## CES Data Preprocessing

CES dataset contains observations from a survey `Consumer Expenditure Survey` conducted by a Brazilian Institute in 1947.

The data is in the following format:

`transactionID`, `value`

**TransactionID** : Represents a single family.

Value can be `City`, `Income`, `Members in family` or `Product Items`

Eg of a single record:

|  transactionID | value  |
|---|---|
| 400071  |  City_Curitiba |
| 400071  |  Income_above_43  |
| 400071  |  Members_5  |
| 400071  |  banana  |
| 400071  |  black_beans  |
| 400071  |  potato  |


This script transforms the above data to the following format for further analysis.

|  transactionID | city  | income| members | description|
|---|---|---|---|---|
| 400071  |  Curitiba | above_43 | 5 | banana |
| 400071  |  Curitiba | above_43 | 5 | black_beans |
| 400071  |  Curitiba | above_43 | 5 | potato |


For more details, please refer the [`CES DATASET FOR ASSOCIATION RULES.pdf`](https://github.com/alokg1019/DataMining_Team1/blob/master/data/CES/CES%20DATASET%20FOR%20ASSOCIATION%20RULES.pdf) file in `data/CES` folder.

In [3]:
import csv
all_dict = {}

# Ensure correct Path to data file
# File: data/CES/ces_hybrid.csv
DATA_PATH = "/content/ces_hybrid.csv"
with open(DATA_PATH) as f:
    cf = csv.reader(f)
    for row in cf:
        if row[0] not in all_dict:
            all_dict[row[0]] = [row[0], row[1]]
        else:
            all_dict[row[0]].append(row[1])
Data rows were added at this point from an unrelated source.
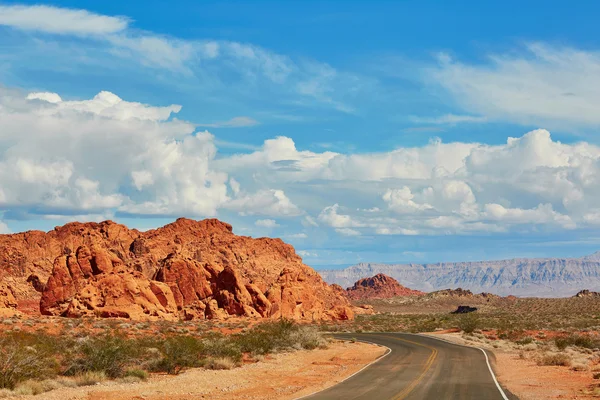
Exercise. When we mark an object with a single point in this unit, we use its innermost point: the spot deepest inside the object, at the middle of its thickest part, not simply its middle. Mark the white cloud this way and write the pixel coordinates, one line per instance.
(401, 201)
(4, 228)
(270, 202)
(56, 20)
(347, 232)
(305, 253)
(297, 236)
(266, 223)
(92, 44)
(330, 217)
(448, 119)
(236, 122)
(549, 85)
(107, 155)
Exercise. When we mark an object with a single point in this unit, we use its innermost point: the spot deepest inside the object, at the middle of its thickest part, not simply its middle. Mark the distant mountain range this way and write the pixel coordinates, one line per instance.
(539, 277)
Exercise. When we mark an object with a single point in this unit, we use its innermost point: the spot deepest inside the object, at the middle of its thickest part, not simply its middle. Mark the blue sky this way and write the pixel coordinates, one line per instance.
(376, 131)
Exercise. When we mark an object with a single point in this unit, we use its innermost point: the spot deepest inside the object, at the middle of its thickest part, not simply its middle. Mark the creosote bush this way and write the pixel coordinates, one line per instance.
(468, 323)
(560, 359)
(28, 361)
(20, 362)
(583, 341)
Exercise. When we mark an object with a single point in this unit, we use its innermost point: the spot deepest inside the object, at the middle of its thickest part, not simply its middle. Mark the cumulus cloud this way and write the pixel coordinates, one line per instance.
(264, 202)
(106, 154)
(109, 156)
(448, 119)
(236, 122)
(529, 183)
(555, 86)
(347, 232)
(266, 223)
(4, 228)
(67, 39)
(60, 20)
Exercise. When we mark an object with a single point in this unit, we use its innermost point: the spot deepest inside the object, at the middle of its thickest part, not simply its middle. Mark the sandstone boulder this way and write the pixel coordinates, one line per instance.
(190, 270)
(8, 303)
(379, 286)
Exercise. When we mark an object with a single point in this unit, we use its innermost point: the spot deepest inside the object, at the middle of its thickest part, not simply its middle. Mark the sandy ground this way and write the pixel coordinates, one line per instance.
(527, 380)
(282, 377)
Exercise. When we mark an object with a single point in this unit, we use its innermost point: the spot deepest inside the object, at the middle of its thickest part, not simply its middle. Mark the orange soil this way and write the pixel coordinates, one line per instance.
(526, 379)
(529, 381)
(282, 377)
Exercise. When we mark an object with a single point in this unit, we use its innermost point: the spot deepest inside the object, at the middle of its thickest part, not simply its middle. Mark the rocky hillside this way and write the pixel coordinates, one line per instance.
(547, 277)
(379, 286)
(188, 269)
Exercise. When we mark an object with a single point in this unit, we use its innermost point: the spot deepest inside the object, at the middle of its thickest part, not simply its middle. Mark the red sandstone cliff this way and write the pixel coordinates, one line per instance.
(187, 269)
(379, 286)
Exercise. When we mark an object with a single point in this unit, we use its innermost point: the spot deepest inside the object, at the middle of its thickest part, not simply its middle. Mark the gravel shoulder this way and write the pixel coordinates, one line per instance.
(282, 377)
(526, 379)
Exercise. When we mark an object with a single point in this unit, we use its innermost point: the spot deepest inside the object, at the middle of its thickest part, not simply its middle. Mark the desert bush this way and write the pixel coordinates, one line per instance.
(32, 387)
(220, 363)
(584, 341)
(108, 353)
(555, 359)
(580, 367)
(137, 373)
(89, 378)
(524, 341)
(177, 353)
(19, 363)
(279, 335)
(468, 323)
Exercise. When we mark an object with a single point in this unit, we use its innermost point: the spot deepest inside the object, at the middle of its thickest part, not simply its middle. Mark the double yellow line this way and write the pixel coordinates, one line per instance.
(402, 395)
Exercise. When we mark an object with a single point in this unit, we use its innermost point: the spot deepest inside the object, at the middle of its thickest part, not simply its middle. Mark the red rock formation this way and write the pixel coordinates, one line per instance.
(379, 286)
(187, 269)
(8, 303)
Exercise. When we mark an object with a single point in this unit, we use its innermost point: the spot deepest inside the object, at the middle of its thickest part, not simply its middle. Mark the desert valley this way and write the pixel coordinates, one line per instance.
(299, 200)
(94, 309)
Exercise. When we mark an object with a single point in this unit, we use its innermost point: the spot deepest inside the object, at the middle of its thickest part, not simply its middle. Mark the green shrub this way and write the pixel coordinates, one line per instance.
(220, 363)
(524, 341)
(19, 363)
(560, 359)
(584, 341)
(89, 378)
(279, 335)
(137, 373)
(468, 323)
(177, 353)
(108, 353)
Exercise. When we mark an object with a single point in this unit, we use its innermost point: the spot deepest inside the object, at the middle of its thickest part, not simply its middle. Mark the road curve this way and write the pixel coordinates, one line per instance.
(418, 368)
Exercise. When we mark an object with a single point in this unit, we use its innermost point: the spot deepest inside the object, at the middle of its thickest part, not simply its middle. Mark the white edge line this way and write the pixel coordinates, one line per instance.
(360, 370)
(487, 360)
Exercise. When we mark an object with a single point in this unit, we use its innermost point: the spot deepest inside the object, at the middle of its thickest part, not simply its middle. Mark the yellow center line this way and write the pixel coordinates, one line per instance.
(402, 395)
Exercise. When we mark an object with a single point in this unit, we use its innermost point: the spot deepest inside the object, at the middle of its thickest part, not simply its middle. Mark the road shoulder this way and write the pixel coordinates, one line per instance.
(525, 379)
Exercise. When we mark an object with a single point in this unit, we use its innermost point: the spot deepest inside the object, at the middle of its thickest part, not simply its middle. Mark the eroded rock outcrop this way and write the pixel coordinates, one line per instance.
(8, 303)
(187, 269)
(379, 286)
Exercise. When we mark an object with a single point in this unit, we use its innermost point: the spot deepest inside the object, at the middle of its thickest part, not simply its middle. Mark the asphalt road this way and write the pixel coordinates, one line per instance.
(418, 368)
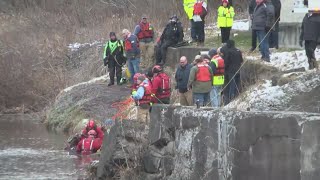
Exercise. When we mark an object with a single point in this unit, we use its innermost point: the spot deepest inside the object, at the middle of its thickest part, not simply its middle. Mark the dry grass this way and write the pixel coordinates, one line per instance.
(34, 36)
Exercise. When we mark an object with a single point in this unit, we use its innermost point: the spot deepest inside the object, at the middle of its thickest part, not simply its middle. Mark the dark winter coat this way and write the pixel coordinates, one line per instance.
(182, 77)
(310, 29)
(232, 58)
(135, 50)
(173, 32)
(277, 8)
(263, 17)
(252, 5)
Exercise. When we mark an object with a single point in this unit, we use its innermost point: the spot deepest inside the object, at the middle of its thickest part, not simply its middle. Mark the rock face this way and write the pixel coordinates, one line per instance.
(188, 143)
(87, 100)
(123, 148)
(211, 144)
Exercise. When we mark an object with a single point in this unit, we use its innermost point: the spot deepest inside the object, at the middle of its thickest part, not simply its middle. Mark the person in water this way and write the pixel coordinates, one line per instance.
(89, 145)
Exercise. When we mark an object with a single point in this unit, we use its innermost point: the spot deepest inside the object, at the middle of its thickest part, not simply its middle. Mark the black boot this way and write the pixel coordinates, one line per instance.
(311, 63)
(118, 80)
(111, 82)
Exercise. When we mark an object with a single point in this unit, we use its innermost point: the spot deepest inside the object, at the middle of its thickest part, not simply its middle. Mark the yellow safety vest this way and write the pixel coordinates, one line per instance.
(188, 7)
(217, 80)
(225, 16)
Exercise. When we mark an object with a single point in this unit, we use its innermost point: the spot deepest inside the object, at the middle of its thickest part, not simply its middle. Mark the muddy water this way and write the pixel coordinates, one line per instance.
(29, 151)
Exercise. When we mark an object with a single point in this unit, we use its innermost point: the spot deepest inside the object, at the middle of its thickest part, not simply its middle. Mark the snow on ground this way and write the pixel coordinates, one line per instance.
(94, 80)
(76, 46)
(288, 60)
(266, 97)
(241, 25)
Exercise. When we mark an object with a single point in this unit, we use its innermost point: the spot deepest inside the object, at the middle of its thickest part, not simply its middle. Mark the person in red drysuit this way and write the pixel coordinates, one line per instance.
(90, 144)
(92, 126)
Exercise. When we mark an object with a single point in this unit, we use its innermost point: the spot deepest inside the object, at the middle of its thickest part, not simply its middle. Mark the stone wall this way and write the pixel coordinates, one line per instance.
(289, 34)
(215, 144)
(205, 144)
(174, 54)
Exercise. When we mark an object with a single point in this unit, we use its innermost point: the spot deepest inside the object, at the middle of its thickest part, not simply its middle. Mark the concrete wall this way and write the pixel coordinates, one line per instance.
(287, 16)
(218, 144)
(289, 34)
(174, 54)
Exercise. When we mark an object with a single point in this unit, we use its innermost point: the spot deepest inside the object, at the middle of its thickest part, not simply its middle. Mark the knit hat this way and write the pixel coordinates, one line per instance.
(112, 34)
(141, 78)
(144, 16)
(205, 57)
(212, 52)
(197, 57)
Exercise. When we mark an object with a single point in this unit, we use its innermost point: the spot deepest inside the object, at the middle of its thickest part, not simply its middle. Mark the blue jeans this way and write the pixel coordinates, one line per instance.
(264, 45)
(203, 98)
(192, 30)
(133, 65)
(274, 37)
(234, 87)
(215, 96)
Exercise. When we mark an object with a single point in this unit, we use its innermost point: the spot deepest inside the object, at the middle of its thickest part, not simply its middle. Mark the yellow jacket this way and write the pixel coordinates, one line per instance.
(225, 16)
(188, 7)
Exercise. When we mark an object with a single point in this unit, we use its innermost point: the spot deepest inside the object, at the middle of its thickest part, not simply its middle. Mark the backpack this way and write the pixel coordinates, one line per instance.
(165, 87)
(135, 80)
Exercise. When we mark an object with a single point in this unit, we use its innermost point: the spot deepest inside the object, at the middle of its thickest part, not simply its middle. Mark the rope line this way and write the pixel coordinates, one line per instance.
(247, 60)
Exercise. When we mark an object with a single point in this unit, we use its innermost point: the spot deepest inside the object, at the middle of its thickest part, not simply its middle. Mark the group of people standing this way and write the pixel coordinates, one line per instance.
(208, 77)
(139, 48)
(197, 10)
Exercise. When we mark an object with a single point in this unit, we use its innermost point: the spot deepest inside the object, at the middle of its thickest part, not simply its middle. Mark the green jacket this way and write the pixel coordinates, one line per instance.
(113, 48)
(188, 7)
(225, 16)
(198, 86)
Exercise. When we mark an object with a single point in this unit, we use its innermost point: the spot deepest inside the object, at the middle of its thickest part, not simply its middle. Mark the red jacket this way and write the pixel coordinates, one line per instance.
(100, 133)
(89, 145)
(156, 86)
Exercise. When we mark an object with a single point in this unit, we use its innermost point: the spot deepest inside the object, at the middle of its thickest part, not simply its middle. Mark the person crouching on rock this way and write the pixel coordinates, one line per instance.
(91, 125)
(113, 56)
(89, 145)
(161, 85)
(143, 98)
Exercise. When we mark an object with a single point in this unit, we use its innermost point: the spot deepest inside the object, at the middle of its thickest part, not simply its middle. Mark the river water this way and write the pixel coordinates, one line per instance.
(29, 151)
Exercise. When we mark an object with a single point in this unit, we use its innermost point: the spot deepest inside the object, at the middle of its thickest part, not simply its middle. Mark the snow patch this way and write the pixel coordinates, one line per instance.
(241, 25)
(265, 97)
(101, 78)
(285, 61)
(76, 46)
(13, 152)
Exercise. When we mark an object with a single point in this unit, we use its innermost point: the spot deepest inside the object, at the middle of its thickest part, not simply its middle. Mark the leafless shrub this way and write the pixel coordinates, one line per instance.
(34, 36)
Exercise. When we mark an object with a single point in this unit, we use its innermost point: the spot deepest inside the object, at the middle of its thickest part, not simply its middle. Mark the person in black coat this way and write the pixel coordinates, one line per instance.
(113, 58)
(182, 78)
(274, 35)
(172, 35)
(310, 33)
(252, 6)
(233, 61)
# Enter output path        
OUTPUT_PATH = "preprocessed_ces_hybrid.csv"
with open(OUTPUT_PATH, mode='w') as csv_file:
    fieldnames = ['id', 'city', 'income', 'members', 'description']
    writer = csv.DictWriter(csv_file, fieldnames=fieldnames)

    writer.writeheader()
    
    for k,v in all_dict.items():
        temp_row = {'id': v[0], 'city': v[1].replace("City_", ""), 'income': v[2].replace("Income_", ""), 'members': v[3].replace("Members_", "")}
        for index, i in enumerate(v):
            if index > 3:
                temp_row['description'] = i
                writer.writerow(temp_row)
                
print("Done")

Done